How Do the Axial and Equatorial Ligands Modulate the Reactivity of a Metal-Bound Terminal Oxidant? An Answer from the Hypochlorite Adduct of Iron(III) Porphyrin

Terminal oxidant adducts of transition-metal complexes have been known as not only the precursors of high-valent oxo species but also the reactive compounds that can catalyze various oxygenation reactions. While there have been various reports on the terminal oxidant adducts of peroxides, peracids, and iodosylarenes, the report of the hypochlorite adduct of metal complexes has been limited. We succeed in the preparation and characterization of bis-hypochlorite adducts of iron(III) porphyrin complexes having various electron-withdrawing substituents.

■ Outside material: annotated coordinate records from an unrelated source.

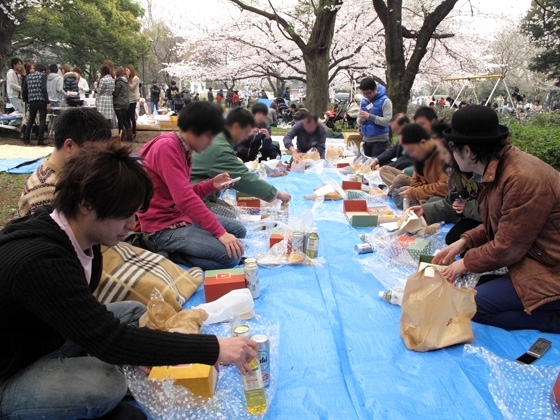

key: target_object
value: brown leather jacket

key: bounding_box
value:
[463,145,560,313]
[410,146,449,201]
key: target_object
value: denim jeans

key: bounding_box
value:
[0,302,146,420]
[150,216,247,270]
[473,276,560,334]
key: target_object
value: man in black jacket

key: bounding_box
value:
[0,145,256,420]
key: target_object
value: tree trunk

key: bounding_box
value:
[303,51,329,115]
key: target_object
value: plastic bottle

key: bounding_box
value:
[305,228,319,259]
[379,290,403,306]
[241,359,267,415]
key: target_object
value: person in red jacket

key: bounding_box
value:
[138,101,246,270]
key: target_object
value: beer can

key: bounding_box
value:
[231,324,251,338]
[292,232,305,252]
[244,258,261,299]
[354,243,373,254]
[251,334,270,387]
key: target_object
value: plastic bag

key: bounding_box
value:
[123,315,280,420]
[465,345,560,420]
[196,289,255,325]
[401,267,476,352]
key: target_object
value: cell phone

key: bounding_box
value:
[222,176,241,187]
[515,338,552,365]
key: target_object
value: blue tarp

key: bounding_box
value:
[180,169,560,420]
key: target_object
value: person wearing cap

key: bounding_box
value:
[389,124,449,209]
[434,105,560,333]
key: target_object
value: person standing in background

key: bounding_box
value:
[126,64,140,140]
[113,67,134,142]
[95,64,115,126]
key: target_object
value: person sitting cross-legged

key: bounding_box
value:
[138,101,246,270]
[0,144,256,420]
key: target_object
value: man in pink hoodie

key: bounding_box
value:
[138,101,247,270]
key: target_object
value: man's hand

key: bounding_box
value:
[410,206,424,217]
[451,200,466,214]
[433,238,468,264]
[212,172,231,190]
[218,232,245,258]
[441,259,467,283]
[276,191,292,204]
[218,337,257,375]
[399,186,412,200]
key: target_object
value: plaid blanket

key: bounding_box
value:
[94,242,204,311]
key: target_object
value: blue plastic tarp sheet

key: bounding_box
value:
[186,169,560,420]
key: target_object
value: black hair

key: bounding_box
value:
[54,144,154,220]
[412,106,438,121]
[10,57,23,68]
[360,77,377,91]
[54,107,112,150]
[453,137,509,163]
[177,101,224,136]
[251,103,268,115]
[226,107,255,128]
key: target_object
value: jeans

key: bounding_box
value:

The spectroscopic (ultraviolet–visible absorption, nuclear magnetic resonance, electron paramagnetic resonance, and extended X-ray absorption fine structure) studies and density functional theory calculations indicate that as the electron-donor effect of the porphyrin and axial ligands becomes stronger the Fe–OCl and O–Cl bonds of the iron-bound hypochlorite become weaker and thus the hypochlorite complex becomes more unstable. Furthermore, the kinetic analyses of the hypochlorite complexes for the epoxidation, chlorination, sulfoxidation, and hydrogen abstraction reactions indicate that as the Fe–OCl and O–Cl bonds become weaker the iron-bound hypochlorite becomes more reactive. These results allow us to answer the question how the axial and equatorial ligands control the reactivity of the iron-bound hypochlorite. The key is the electron migration from the fully filled OCl π*-orbitals to the vacant Fe 3dz2- and 4p-orbitals, which is essential for making the Fe–OCl coordination bond. An increase in the electron-donor effect of the ligand decreases the electron migration from the OCl π*-orbitals because of an increase in the energies of the Fe 3dz2- and 4p-orbitals. This change makes the electron density in the OCl π*-orbitals high, the Fe–O and O–Cl bonds weak, and the hypochlorite complex reactive. This would be a common mechanism for controlling the reactivity of other terminal oxidant adducts of transition-metal complexes.